Hakim pun harus mendengar keterangan anak yang dimintakan dispensasi


kawin; calon suami/isteri yang dimintakan dispensasi kawin; orang tua/wali
anak yang dimohonkan dispensasi kawin; dan orang tua/wali calon suami/isteri.
Hakim harus mempertimbangkan keterangan para pihak. “Hakim yang tidak
mendengarkan keterangan para pihak mengakibatkan penetapan batal demi
hukum,” demikian bunyi Pasal 13 ayat (3) Perma 5/2019 ini.

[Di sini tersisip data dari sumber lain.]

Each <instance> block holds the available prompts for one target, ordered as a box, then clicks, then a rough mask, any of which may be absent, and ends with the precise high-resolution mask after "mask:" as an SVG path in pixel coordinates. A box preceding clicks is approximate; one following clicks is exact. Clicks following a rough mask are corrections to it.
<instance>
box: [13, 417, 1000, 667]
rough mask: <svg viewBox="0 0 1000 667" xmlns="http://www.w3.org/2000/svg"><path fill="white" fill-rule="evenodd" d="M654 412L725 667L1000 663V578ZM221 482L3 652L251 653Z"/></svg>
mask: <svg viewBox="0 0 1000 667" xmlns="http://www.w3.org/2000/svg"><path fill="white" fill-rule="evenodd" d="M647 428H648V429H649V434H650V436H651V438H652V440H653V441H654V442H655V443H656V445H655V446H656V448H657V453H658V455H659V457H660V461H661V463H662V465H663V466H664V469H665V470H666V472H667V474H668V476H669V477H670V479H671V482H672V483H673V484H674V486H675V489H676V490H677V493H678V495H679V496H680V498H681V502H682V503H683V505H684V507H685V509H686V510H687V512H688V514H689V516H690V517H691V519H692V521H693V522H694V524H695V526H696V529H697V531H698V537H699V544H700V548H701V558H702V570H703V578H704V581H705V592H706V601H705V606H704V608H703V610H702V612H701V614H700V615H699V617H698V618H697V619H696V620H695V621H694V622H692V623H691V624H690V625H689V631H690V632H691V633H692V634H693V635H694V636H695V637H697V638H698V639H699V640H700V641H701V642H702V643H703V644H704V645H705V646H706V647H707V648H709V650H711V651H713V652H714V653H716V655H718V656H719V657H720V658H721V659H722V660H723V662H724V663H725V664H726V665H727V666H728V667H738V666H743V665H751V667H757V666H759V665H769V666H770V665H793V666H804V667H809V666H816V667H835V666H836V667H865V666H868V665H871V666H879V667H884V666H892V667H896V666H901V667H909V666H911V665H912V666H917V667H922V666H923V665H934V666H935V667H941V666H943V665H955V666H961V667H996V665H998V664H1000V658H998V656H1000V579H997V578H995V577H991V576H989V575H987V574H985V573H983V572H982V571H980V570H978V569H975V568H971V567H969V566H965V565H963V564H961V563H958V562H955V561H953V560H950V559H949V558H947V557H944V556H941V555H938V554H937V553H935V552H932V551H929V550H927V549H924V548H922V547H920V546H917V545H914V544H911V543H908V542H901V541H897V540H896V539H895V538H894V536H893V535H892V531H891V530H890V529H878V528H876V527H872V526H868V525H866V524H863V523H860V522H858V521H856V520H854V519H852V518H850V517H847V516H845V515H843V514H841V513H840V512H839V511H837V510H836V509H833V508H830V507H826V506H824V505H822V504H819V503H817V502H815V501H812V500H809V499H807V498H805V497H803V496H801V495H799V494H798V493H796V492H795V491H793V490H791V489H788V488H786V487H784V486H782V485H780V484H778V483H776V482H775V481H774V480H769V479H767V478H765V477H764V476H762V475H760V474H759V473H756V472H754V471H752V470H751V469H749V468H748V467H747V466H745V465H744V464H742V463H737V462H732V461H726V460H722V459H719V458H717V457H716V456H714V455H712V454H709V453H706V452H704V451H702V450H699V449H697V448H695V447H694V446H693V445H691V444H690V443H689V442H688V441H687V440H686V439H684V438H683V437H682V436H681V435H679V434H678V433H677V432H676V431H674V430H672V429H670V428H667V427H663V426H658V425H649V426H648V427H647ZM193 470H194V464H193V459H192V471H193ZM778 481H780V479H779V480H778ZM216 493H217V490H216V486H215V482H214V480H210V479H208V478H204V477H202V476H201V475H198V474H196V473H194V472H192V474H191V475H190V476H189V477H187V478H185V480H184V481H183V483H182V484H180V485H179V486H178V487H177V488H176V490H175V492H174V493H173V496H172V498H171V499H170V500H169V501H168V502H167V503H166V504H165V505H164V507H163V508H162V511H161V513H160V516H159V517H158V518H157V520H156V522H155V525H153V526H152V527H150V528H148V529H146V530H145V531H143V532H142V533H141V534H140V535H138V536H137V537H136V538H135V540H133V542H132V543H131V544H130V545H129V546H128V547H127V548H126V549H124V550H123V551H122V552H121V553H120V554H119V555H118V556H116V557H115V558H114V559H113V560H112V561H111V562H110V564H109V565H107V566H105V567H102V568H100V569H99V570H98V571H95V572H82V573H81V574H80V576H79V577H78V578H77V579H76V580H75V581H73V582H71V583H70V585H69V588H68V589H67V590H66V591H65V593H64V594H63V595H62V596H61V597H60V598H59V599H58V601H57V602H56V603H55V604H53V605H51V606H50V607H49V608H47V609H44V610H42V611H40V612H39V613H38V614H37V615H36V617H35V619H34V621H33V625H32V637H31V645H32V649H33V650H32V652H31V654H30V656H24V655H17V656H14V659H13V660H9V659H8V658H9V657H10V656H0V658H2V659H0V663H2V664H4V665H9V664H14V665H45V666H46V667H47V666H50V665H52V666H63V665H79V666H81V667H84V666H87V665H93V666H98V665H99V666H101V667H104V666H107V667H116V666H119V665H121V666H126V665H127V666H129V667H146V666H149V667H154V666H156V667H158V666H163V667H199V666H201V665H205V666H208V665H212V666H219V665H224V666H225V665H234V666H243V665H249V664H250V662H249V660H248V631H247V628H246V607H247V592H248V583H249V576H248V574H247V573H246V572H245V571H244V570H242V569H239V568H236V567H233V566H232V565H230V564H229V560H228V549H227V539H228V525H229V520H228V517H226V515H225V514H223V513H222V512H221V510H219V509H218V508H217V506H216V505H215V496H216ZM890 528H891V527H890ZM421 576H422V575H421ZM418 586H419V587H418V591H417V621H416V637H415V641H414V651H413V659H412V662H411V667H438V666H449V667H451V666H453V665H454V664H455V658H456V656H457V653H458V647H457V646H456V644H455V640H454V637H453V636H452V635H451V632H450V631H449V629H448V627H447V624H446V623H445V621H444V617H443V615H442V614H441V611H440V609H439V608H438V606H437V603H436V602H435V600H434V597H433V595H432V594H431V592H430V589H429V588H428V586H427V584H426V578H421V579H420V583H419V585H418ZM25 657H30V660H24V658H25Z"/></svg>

Dalam pemeriksaan di persidangan, hakim perlu mengidentifikasi anak yang


diajukan dalam permohonan mengetahui dan menyetujui rencana
perkawinannya; kondisi psikologis, kesehatan dan kesiapan anak
melangsungkan perkawinan dan membangun kehidupan rumah tangga; dan
paksaan psikis, seksual atau ekonomi terhadap anak dan/atau keluarga untuk
kawin atau mengawinkan anak.

Lalu, saat memeriksa anak yang dimohonkan dispensasi kawin, hakim dapat
mendengar keterangan anak tanpa kehadiran orang tua; mendengar
keterangan anak melalui pemeriksaan komunikasi audiovisual jarak jauh di
pengadilan setempat atau ditempat lain; menyarankan agar anak didampingi
pendamping; meminta rekomendasi dari psikolog atau dokter/bidan, pekerja
sosial profesional, tenaga kesejahteraan sosial, pusat pelayanan terpadu
perlindungan perempuan dan anak (P2TP2A), Komisi Perlindungan Anak
Indonesia/Daerah (KPAI/KPAD); dan menghadirkan penerjemah/orang yang
biasa berkomunikasi dengan anak, dalam hal dibutuhkan.